Recently, the Complete University Guide (CUG) released its University League Tables 2019; a national ranking of UK universities in 70 subject tables.
The University League Tables 2019 are here, courtesy of The Complete University Guide.
UK uni’s ranked nationally, by region, by group and in 70 subjects (use drop-down filters to select). https://t.co/Fo0sN9vnXl@compuniguide #cug2019 #universities #Rankings #University #uni pic.twitter.com/rBgKw7LjpO
— The Document Centre (@doccentrelondon) April 26, 2018
We know Oxbridge and Russell Group schools are prestigious and coveted establishments in the country’s higher education scene. But what lies behind the fierce competition for entry?
Several factors, official and unofficial, are behind this phenomenon:
High UCAS tariff scores
UCAS Tariff points refer to the numerical score calculated from qualifications generally studied between the ages of 16 to 18. While its main purpose is for UCAS and universities to report data to government bodies, some universities use them as part of their entry requirements.
This is what CUG’s rankings are based on. Using Higher Education Statistics Agency (HESA) data, students’ scores were converted to a numerical score (A level A*=56, A=48 … E=16, etc; Scottish Highers A=33, B=27, etc) which were then added up to form the total score.
What follows is HESA averaging these scores for all students at the university and adjusting it to take account of the institution’s specific subject mix.
Good grades don’t fall out of thin air. How educated your parents are, their income levels and your grandparents’ backgrounds all play a role in the kind of grades you score at IB or A Level. In other words, context matters when interpreting grades.
An A from an offspring of affluence doesn’t weigh the same as another A scored by a working-class student – something that Justine Greening, the former education secretary, has publicly noted.
In a conference last month, Greening said recruiters should recognise that high A-level grades achieved by hot-housed pupils were “not as impressive” as those of candidates from more modest backgrounds.

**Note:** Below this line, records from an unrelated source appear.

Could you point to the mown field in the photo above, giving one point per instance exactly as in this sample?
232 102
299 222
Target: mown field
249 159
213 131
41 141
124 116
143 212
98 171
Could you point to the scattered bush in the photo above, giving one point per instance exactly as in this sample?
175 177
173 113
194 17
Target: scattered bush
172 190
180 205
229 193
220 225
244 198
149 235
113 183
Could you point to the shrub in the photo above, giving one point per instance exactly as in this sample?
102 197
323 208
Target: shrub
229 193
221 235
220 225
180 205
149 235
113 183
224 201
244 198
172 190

Which is why the process of getting the grades required for certain schools can feel so difficult for those from more modest backgrounds. Even though the potential of such applicant is not predetermined, they are ignored by admissions teams for failing to achieve a standardised set of grades.

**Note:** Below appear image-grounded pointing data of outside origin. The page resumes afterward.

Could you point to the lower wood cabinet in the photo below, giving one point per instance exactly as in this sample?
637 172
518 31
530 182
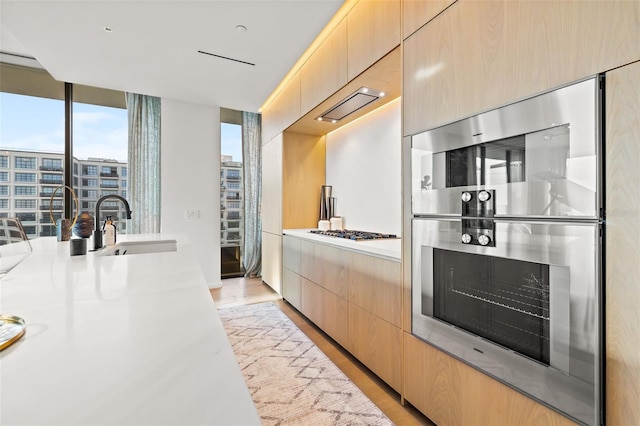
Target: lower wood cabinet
292 288
450 392
355 298
326 309
377 344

Beyond the published entry requirements, universities employ other considerations when deciding whether to admit a particular applicant. Here, elitism comes into play, so much so that lawmakers have accused Oxbridge of “social apartheid” after obtaining student enrolment figures for 2010 to 2015.
The figures reveal that Oxford and Cambridge are hugely unrepresentative of the country and continue to predominantly recruit from private schools in the Southeast of the country, despite efforts to reach students from lower economic backgrounds and those from ethnic minorities. International students don’t find it much easier, either.
“Difficult questions have to be asked, including whether there is systematic bias inherent in the Oxbridge admissions process that is working against talented young people from ethnic minority backgrounds,” Labour MP David Lammy and former higher education minister said, as reported by The Guardian.